Re Camille Dodero's 'Photojournalist Martha Cooper Focuses Her Famous Lens on Postal Street Art' [February 11–17]: Cooper has already commercialized the graffiti artists for herself by photographing and removing their stickers and, I assume, selling prints and books in a gallery.
She deprives the rest of us who enjoy these small treasures in the wild when she selfishly plucks them from our view. I hope that the graffiti artists do start selling their work on eBay since Martha can only document and not create art.
No laughing matter
Re Michael Feingold's review of 'You're Welcome America' [Theater, February 11–17]: I have been reading your work for over a quarter of a century, so I read this week's review of Will Ferrell's Cort Theater show that lampooned George Bush. And, I must say, I've never encountered a profanity in your reviews, no matter how disparaging they may be.
To define Bush as a man who does not "give a flying fuck" describes how—for you—Bush's cold-blooded manipulation of the American people and their values has gotten under your skin.
I am writing to tell you I can identify with your frustrations.

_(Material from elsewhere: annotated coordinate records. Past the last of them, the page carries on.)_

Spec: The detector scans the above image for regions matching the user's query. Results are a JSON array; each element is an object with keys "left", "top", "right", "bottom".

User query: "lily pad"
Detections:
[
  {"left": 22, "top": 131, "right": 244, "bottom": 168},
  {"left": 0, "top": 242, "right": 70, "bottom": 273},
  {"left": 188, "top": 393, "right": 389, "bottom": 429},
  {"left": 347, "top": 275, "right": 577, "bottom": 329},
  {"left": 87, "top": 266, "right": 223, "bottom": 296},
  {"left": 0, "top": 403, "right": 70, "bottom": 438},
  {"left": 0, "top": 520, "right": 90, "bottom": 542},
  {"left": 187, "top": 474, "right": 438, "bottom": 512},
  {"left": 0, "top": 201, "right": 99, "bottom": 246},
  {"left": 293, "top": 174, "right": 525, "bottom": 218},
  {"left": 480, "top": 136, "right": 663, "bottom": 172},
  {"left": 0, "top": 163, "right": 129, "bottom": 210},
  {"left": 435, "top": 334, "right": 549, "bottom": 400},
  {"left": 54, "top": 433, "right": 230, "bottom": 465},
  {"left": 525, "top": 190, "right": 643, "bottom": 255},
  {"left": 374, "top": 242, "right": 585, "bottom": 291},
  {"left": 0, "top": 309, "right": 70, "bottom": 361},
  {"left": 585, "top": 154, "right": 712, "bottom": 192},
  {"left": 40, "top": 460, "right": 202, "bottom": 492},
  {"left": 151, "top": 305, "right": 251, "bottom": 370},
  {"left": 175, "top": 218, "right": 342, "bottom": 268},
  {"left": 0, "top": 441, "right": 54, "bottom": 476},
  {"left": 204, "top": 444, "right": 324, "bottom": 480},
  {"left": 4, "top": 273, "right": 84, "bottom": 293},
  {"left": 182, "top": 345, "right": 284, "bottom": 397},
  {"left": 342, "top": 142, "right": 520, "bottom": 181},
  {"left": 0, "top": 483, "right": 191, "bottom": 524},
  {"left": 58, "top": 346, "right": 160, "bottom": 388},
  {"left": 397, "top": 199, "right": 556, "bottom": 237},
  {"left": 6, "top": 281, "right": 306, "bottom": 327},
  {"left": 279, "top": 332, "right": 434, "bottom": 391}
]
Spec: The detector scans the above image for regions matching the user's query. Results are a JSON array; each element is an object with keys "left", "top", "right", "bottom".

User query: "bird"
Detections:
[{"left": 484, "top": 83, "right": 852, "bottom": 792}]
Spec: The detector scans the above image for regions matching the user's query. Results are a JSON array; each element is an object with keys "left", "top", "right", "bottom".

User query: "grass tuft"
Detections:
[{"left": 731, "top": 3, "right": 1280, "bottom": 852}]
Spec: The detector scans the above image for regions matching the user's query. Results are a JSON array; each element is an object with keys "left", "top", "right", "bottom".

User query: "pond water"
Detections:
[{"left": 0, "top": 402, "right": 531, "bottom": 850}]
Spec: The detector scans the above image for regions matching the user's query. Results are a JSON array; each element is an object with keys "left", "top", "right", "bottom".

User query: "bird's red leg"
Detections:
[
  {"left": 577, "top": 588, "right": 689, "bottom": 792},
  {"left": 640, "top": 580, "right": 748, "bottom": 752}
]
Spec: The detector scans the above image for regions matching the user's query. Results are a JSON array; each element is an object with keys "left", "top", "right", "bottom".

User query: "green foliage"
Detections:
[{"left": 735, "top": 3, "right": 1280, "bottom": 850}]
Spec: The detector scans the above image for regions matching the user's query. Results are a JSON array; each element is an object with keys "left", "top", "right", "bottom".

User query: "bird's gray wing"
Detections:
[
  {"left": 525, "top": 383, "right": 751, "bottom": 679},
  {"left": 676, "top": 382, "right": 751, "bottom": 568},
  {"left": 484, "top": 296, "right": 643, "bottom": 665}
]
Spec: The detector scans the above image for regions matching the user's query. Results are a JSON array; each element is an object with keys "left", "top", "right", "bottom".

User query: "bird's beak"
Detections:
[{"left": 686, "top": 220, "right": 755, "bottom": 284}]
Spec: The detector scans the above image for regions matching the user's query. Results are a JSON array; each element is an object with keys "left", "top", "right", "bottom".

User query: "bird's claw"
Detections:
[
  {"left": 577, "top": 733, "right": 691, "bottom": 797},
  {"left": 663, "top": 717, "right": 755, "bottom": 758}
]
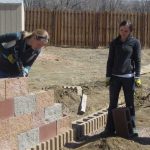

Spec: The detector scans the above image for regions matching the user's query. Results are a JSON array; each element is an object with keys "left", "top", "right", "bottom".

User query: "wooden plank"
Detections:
[
  {"left": 61, "top": 11, "right": 64, "bottom": 45},
  {"left": 71, "top": 11, "right": 75, "bottom": 46},
  {"left": 67, "top": 11, "right": 71, "bottom": 46}
]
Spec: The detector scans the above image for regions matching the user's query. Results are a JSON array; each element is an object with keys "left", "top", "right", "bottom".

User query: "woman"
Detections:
[
  {"left": 0, "top": 29, "right": 49, "bottom": 78},
  {"left": 105, "top": 21, "right": 141, "bottom": 135}
]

To think this man who ruled the world for eight years actually got away with murder and left his office with a "fuck you" smile. I also share your chagrin at the neutered political theater available to audiences in this country and your accurate judgment of the effects of television on the minds of many Americans sitting stupefied in front of their plasma TV sets, still believing that there are WMD in Iraq and that America is doing a tough job of spreading democracy to a lawless land.
To think that Ferrell's show could reframe a horrendous political machine like the Bush administration as a mindless gaffe by a bumbling idiot is a get-out-of-jail pass. This hack job is really desensitizing the hurt done to so many by a few. Attempting to dismiss an administration's neo-fascist agenda with guffaws and cute witticisms as "gratifying, daring, and clever" is a sad state indeed.
• The DVD of the L.A. Opera production of the Brecht-Weill Rise and Fall of the City of Mahagonny won Grammys for Best Classical Album and Best Opera Recording. It was sung in Voice theater critic Michael Feingold's English translation.
• Voice jazz critic Francis Davis recently took home a Grammy for Best Album Notes for his liners to Miles Davis's Kind of Blue: The 50th Anniversary Edition.